In the 50s, most SLE patients lived for less than five years but with eventual advances in diagnosis and treatment, survival has improved (Wikipedia 2006). Today, 90% of SLE patients survive for more than 10 years with some of them without the symptoms. The most common cause of death is infection due to immunosuppression, a result in turn of medications intended to manage the disease. Chances are worse for men and children than for women. After the age of 60, the disease tends to turn benign. The only marker of prognosis in lupus is the anti-ds DNA antibody test and the most sensitive is the Anti-Smith test (Wikipedia)

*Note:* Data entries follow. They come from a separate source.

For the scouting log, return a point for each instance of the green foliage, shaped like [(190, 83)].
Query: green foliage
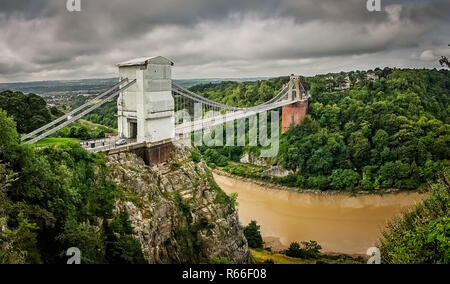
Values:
[(196, 156), (56, 198), (305, 250), (212, 156), (253, 235), (28, 111), (392, 132), (220, 260), (421, 236), (386, 129)]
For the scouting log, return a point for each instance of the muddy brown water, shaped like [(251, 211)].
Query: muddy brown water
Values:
[(339, 223)]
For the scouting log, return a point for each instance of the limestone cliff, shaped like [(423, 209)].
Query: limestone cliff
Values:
[(177, 211)]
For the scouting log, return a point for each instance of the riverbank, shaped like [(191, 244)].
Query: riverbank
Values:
[(339, 222), (264, 183)]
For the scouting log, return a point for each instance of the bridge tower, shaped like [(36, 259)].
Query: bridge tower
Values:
[(294, 114), (146, 109)]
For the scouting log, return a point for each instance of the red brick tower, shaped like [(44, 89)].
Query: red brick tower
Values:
[(294, 113)]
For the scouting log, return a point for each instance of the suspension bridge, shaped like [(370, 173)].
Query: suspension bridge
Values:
[(153, 111)]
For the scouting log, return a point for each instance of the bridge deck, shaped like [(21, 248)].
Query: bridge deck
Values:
[(207, 123)]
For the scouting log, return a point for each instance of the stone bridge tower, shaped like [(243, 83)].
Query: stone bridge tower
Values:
[(294, 114), (146, 109)]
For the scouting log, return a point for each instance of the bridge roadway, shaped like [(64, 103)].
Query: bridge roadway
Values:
[(109, 144), (206, 123)]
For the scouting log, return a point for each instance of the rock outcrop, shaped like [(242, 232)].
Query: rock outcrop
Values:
[(177, 211)]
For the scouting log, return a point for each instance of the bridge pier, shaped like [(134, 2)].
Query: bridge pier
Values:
[(294, 114), (146, 110)]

The standard treatment for lupus has been limited to drugs, such as corticosteroids, anti-malarials and chemotherapy drugs (Wikipedia 2006). The only FDA-approved treatment has been the anti-malarial, Plaquenil. Researches into modern treatment have been enhanced by genetic discoveries, the mapping of the human genome in particular. There has been increased awareness and education about the disease since the 60s, which have also extended help to many sufferers. Records said there were approximately 270,000 to 1.5 million people stricken with lupus. There is no single test for lupus and it can take months or years to detect or diagnose it (National Institute of Health 2005). Many stools may be used for medical history, a complete examination, blood tests, skin biopsy, and kidney biopsy. Current treatment may involve a family doctor, a rheumatologist, a clinical immunologist, nephrologists, hematologist, dermatologist, neurologist, nurses, psychologist, and social worker. Their common goals will be to prevent or treat flares, reduce organ damage as well as swelling and pain (National Institute of Health). There have also been findings, which say that lupus affects African women three times more than Caucasians, Asians, Hispanics and Native Americans (Spencer 2006). Although survival rates have improved, more than half of SLE patients sustain permanent damage in one or more organ systems (Petri 1998). The most common manifestations are renal, hematologic and neurologic and which worsen the condition or conduce to death (Petri).